Quel est le point commun entre un champignon et le Père Noël ?
Entre le personnage préféré des enfants et un eucaryote (nom savant du champignon), les points communs ne sautent a priori pas aux yeux… A moins que… Ce rouge, ce blanc… Ne seraient-ce pas aussi ceux de l’amanite tue-mouche ?
L’amanite tue-mouche, ce champignon au chapeau rouge moucheté de blanc, pousse à proximité de conifères comme le sapin et pourrait bien avoir été à l’origine de l’histoire du Père Noël que vous connaissez tous, avec sa hotte et son traîneau.
Une coutume chamanique
Il y a fort fort longtemps, en Sibérie, près du Pôle Nord (la maison du Père Noël avant qu’il ne déménage en Laponie), les chamans distribuaient aux villageois des amanites séchées en guise de cadeau pour le solstice d’hiver (qui tombe autour du 21 décembre).
Ce champignon est riche en acide iboténique. Cet acide a une action sur le cerveau et peut entraîner la mort : on dit qu’il est neurotoxique. Mais contrairement aux croyances populaires, il ne tue pas un homme à faibles doses, ou alors très rarement. L’acide iboténique peut également être décarboxylé, c’est à dire qu’il perd deux atomes de carbone et un d’oxygène, pour donner le muscimole. Un alcaloïde stupéfiant qui aide à croire au Père Noël ! Ce muscimole est peut-être l’élément-clé de la légende.
En effet, le muscimole agit sur le cerveau, comme l’acide iboténique. Mais il est, lui, psychoactif : il agit sur le cerveau. Il se fixe sur les récepteurs GABA (pour acide gamma-aminobutyrique, l’un des principaux messagers de notre système nerveux) et modifie les signaux électriques que le cerveau transmet à notre corps. Et comme toutes nos actions dépendent de ces signaux électriques, les pensées et la perception vont être modifiées. En d’autres termes, le muscimole est hallucinogène.
C’est bien le muscimole qui est responsable des effets hallucinogènes de certains champignons dont la consommation est fortement déconseillée !

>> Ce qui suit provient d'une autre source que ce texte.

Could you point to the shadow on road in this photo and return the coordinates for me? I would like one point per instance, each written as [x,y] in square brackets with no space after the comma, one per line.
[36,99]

Une théorie séduisante… mais pas complètement validée
Tout cela s’éclaire lorsqu’on sait que l’acide iboténique a tendance à décarboxyler lorsque l’on fait sécher l’amanite tue-mouches, ce qui augmente la concentration en muscimole. Les amanites séchées que recevaient nos Sibériens d’il y a fort fort longtemps étaient donc des gourmandises de nature à créer une belle magie de Noël… La théorie paraît infaillible, hein ? C’est en tout cas ce que pense John Rush, anthropologue et professeur au Sierra College à Rocklin en Californie. Toujours d’après John Rush, le chaman déposait son cadeau rouge et blanc dans une ouverture du toit car la neige bloquait l’entrée des demeures… un peu comme le Père Noël passe par la cheminée.
Et les rennes volants, dans tout ça ? Rappelez-vous, le muscimole donne des hallucinations : alors, de là à voir un renne s’envoler, il n’y a qu’un pas, comme l’a suggéré Donald Pfister, biologiste spécialisé en champignons à Harvard. Les rennes sont d’ailleurs eux-mêmes des consommateurs invétérés d’amanites tue-mouches. Un troupeau de rennes titubants, vus par des villageois ayant eux-mêmes consommés des champignons… Une explication séduisante aux rennes qui prennent de la hauteur !
Si l’usage chamanique de l’amanite tue-mouches en Sibérie est bien documenté, son lien avec notre Père Noël est un peu controversé… Mais quant à vous, croyez ce que vous voulez !
Cette chronique a été diffusée pour la première fois lors de l’émission Sciences pour Tous sur Radio Brume du 20 décembre 2015.